Giuseppe Zais fu un pittore paesaggista, incisore e vedutista italiano che dipinse principalmente a Venezia. Nacque a Forno di Canale pittore bellunese del periodo rococò, esponente della scuola arcadica, fu allievo di Francesco Zuccarelli, con il quale condivise il primato di miglior pittore del genere, sebbene Filippo de Boni, nella sua Biografia degli artisti, lo annoveri anche come allievo di Francesco Simonini, parmense che lo formò come pittore di battaglie.
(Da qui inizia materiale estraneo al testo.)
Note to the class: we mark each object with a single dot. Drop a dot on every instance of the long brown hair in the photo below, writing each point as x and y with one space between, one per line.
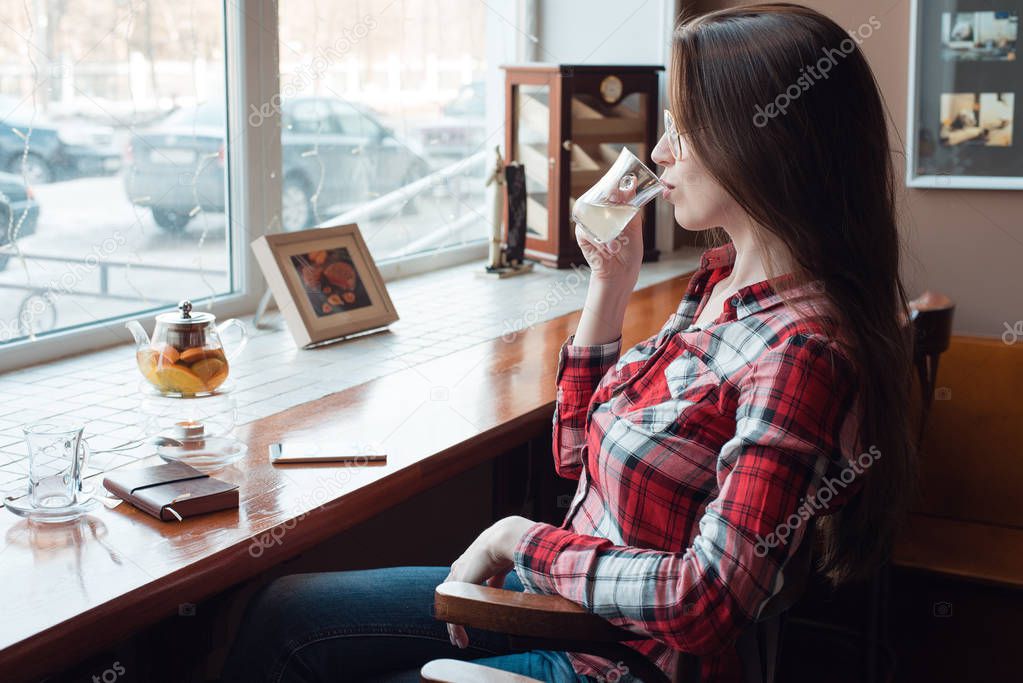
804 150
Dipinse numerosi paesaggi e scene di battaglia. La pittura arcadica trae origine dal celebre dipinto di Guercino "Et in Arcadia Ego", un tema sviluppato nel XVII secolo da Francesco Albani e successivamente da Salvator Rosa.
L'abate Lanzi, nella sua Storia della pittura in Italia, afferma che fu allievo del console Joseph Smith (1682-1770), noto mecenate inglese che visse a Venezia. Nel 1774, Zais divenne membro dell'Accademia di Pittura e dieci anni dopo, morì in povertà. Anche Lanzi, a proposito della sua morte, ci informa che:
"Abbandonatosi alla negligenza e alla dissolutezza, morì mendicante all'Ospedale Trevigi".
Numerose sono le testimonianze della sua opera: tra le più celebri gli affreschi di Villa Pisani a Stra, realizzati tra il 1760 e il 1765. Le sue opere sono esposte in Italia presso le Gallerie dell'Accademia di Venezia, il Museo di Bassano del Grappa e la Pinacoteca Civica di Forlì.